Un monde, réalisé par la belge Laura Wandel, avec dans les principaux rôles les jeunes comédiens Maya Vanderbeque et Gunter Duret, est un des films les plus touchants de la section Un certain regard de cette 74ème édition du festival de Cannes, qui s’est tenue exceptionnellement du 6 au 17 Juillet 2021.

« Cette sélection dans un Certain Regard, c’est juste incroyable, je suis évidemment hyper heureuse que le film puisse avoir une telle visibilité. Un Certain Regard pour moi représente en fait la mise en avant de points de vue forts et de partis pris de mise en scène. Je suis très heureuse que mon premier long métrage fasse partie de cette section et surtout lors de cette édition. Cela va être un festival de Cannes particulier, premier grand évènement culturel après la « crise » et cela est extraordinaire que le festival puisse avoir lieu et que les gens puissent retourner enfin en salles » a déclaré la réalisatrice.

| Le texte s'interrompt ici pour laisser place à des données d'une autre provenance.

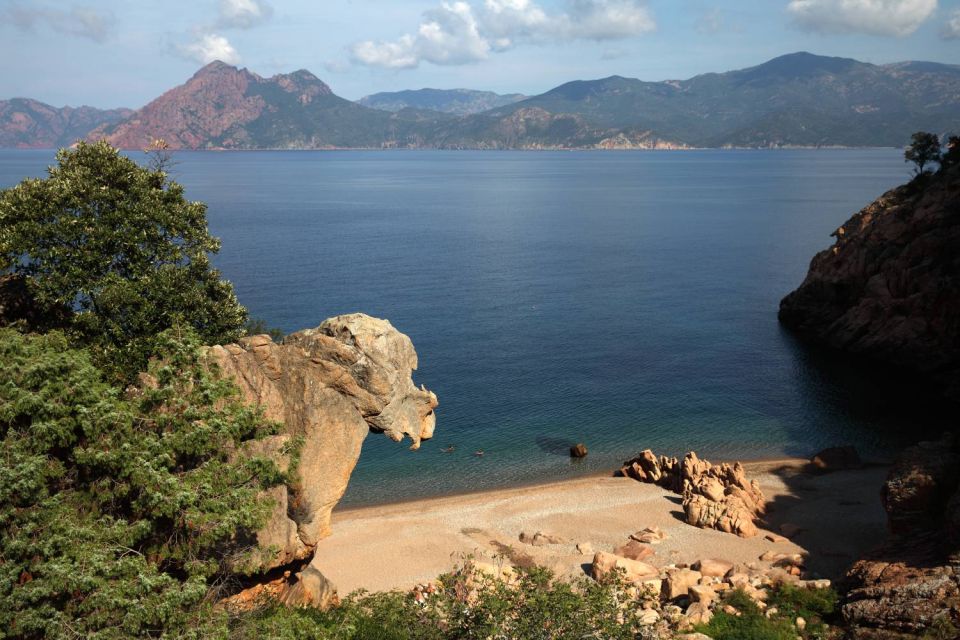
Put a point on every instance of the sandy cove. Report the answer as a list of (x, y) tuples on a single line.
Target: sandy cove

Ce qui est étonnant est qu’Un monde, très bien réalisé et très émouvant, n’a remporté aucun des prix octroyés par le jury de cette section, mais il vient heureusement d’obtenir le prix FIPRESCI de la critique internationale parce que « Le film explore la frontière ténue qu’il y a entre amour et violence dans les relations entre enfants dans la cour de récréation de leur école », a justifié le jury. « Cette frontière a été filmée de façon réaliste, brute et sans compromis. La tension entre subtilité et évidence est maintenue du début à la fin. Le magnifique premier film de Laura Wandel est à la fois déstabilisant et profondément empli de compassion ».

Cannes 2021 Un monde Cannes 2021 - Laura Wandel, réalisatrice du film "Un monde"

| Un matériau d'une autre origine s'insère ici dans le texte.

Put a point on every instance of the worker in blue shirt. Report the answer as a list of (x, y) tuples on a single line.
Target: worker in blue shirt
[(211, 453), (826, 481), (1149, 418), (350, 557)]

Initialement sélectionnée pour l’édition 2020, annulée en raison de la pandémie, la réalisatrice a choisi de retarder la sortie de son premier long métrage d’un an pour le proposer en première mondiale cette année au festival de Cannes.  « Je suis très émue d’être ici et de pouvoir enfin montrer ce film en salle (…) Le cinéma m’a énormément manqué », a souligné Laura Wandel sur scène, entourée des acteurs du film. Avec Un monde, la cinéaste, ancienne étudiante de l’Institut des arts de diffusion (IAD) retrouve le chemin de la Croisette, sept ans après la sélection de son court métrage Les Corps étrangers, présenté en compétition en 2014.

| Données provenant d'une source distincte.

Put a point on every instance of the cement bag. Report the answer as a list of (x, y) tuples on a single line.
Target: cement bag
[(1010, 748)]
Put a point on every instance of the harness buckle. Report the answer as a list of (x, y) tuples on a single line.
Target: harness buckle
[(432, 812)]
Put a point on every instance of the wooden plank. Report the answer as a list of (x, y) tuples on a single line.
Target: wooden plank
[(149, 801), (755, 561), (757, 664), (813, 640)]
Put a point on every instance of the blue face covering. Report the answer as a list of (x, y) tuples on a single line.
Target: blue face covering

Synopsis Nora entre en primaire lorsqu’elle est confrontée au harcèlement dont son grand frère Abel est victime. Tiraillée entre son père qui l’incite à réagir, son besoin de s’intégrer et son frère qui lui demande de garder le silence, Nora se trouve prise dans un terrible conflit de loyauté. Une plongée immersive, à hauteur d’enfant, dans le monde de l’école…

Cannes 2021 Un monde
Cannes 2021 - Maya Vanderbeque et Gunter Duret, les acteurs principaux du film « Un monde », réalisé par Laura Wandel

 

Un monde est réellement un des meilleurs films de cette 74ème édition du festival pour essentiellement deux raisons.

D’abord pour son sujet très important : le harcèlement dans une école primaire, qu’on ne quitte d’ailleurs jamais pendant tout le film. Or il est rare au cinéma qu’on parle des écoles primaires. Généralement lorsqu’on aborde le thème du harcèlement, cela se passe dans les collèges et lycées, entre adolescents. On ne s’imagine pas que des enfants, si jeunes, puissent être aussi violents, ni que le harcèlement puisse être si grave, et ressenti aussi violemment aussi bien sur le plan physique que moral.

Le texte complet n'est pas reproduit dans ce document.